Uzun vadeli ABD tahvillerindeki satışın yarattığı tehdit ve fırsatlar
ABD tahvil faizlerinde korku filmi tadında yükseliş devam ediyor. Hafta içinde yüzde 4,80 ile 2010 yılından beri en yüksek seviyesini gören 30 yıllık tahvil tepki alışı ile biraz toparlanarak yüzde 4,70 seviyesinden haftayı kapattı.

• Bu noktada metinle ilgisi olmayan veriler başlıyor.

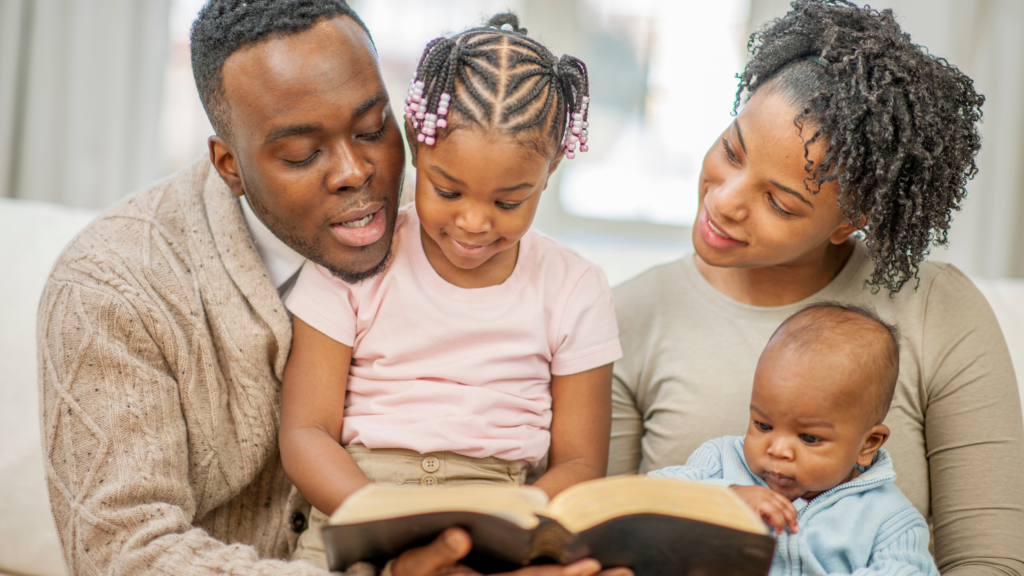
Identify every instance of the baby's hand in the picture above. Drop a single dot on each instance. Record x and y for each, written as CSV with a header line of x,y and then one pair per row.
x,y
773,508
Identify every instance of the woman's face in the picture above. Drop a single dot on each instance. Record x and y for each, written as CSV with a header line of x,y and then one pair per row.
x,y
755,208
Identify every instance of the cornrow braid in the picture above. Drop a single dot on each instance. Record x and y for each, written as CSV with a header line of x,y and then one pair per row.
x,y
498,78
901,125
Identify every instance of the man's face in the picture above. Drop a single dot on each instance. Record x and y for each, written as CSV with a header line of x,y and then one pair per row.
x,y
314,145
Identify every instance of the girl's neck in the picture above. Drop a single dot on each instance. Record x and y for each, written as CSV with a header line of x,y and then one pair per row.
x,y
778,285
492,273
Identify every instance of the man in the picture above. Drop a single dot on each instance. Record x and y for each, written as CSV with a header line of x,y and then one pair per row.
x,y
162,335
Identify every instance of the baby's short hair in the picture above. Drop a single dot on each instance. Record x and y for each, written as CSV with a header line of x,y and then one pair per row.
x,y
820,326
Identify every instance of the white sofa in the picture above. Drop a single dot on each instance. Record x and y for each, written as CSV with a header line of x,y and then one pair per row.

Ancak korku filmi devam ediyor. Dünyanın en büyük tahvil fonlarını yöneten BlackRock’ın CEO’su Larry Fink uzun vadeli tahvil faizlerinin yüzde 5,0’in üzerine çıkmasını bekliyor. En son bu seviyelerin görüldüğü tarih Mayıs 2007. Arkasından ABD eşik altı kredilerinin tetiklediği küresel finansal kriz gelmişti.
ABD uzun vadeli tahvil faizleri yeniden yüzde 5,0’in üzerine çıkabilir mi? Bu sorunun analitik bir cevabı yok. Ama 2006 2007 dönemi ile bugün arasındaki ortak nokta Fed’in faizleri yüzde 5,0’in üzerine çıkarması ve uzun süre burada duracağı sinyalini vermesi.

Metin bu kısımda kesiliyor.